The results of the STL decomposition show a notable trend: there is a steady increase over time of the number of persons in the civilian labour force in Australia each month from February 1978 to August 1995. The scale is similar to the original series based on the scale indicator, which further adds to the trend as a significant influence in the overall time series. The seasonal component shows a pattern which is consistent over tie, where March and December show the largest seasonal spikes in persons employed. However, the seasonal scale (-100 to 100) is a significantly smaller scale than the trend scale (6500 to 9000), which indicates that the seasonal patterns contribute but not nearly as significantly as the overall trend. When considering the remainder component, we notice the scale is from -250 to 50, a noticeably more ‘negative’ scale and also a small scale again compared to the trend. We also notice there is a significant dip in the early 1990s which leads us to our next question.

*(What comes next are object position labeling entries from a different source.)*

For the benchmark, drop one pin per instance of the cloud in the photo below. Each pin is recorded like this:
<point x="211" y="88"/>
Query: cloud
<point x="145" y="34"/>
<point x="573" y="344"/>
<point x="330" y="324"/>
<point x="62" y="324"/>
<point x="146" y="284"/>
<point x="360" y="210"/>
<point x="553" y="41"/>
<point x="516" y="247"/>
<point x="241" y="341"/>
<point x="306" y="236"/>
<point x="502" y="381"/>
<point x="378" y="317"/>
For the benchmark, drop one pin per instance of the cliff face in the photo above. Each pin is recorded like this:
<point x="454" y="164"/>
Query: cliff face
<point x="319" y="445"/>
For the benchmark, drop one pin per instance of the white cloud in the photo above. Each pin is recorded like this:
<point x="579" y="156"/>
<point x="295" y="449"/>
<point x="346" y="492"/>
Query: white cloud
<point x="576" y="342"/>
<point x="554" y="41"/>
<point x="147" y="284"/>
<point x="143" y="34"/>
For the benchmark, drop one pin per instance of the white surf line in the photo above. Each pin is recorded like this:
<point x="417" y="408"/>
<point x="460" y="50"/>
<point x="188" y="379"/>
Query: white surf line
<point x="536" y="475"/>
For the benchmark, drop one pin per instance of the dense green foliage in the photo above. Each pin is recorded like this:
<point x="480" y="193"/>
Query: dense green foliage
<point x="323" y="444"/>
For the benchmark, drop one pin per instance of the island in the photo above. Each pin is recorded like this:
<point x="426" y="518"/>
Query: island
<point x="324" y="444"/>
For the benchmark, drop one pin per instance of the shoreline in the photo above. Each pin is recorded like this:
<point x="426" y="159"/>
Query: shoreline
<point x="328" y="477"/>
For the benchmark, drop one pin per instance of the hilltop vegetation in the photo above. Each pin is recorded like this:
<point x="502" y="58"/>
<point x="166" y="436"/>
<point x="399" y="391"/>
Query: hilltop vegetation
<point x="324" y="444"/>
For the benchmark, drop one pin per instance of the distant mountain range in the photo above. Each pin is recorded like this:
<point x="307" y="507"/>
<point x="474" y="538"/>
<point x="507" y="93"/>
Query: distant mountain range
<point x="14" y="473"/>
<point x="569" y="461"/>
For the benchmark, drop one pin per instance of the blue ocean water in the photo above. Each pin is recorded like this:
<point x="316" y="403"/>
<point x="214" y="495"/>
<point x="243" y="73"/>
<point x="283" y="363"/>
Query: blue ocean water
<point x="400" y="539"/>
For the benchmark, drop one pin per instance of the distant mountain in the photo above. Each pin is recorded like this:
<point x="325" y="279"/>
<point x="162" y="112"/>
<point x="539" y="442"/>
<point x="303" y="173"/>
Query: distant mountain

  1. Is the recession of 1991/1992 visible in the estimated components?

Yes, the recession of 1991/1992 is clearly visible in the components, in particular in the remainder component. It is highly visible. We can also see it in the seasonal component from the decomposition, in Figure 3.20. In particular in the months of March, April, May, and July, there is a noticeable drop in the seasonal trends from the STL decomposition. I learned a lot through all these exercises and observations and look forward to utilizing time series decomposition further.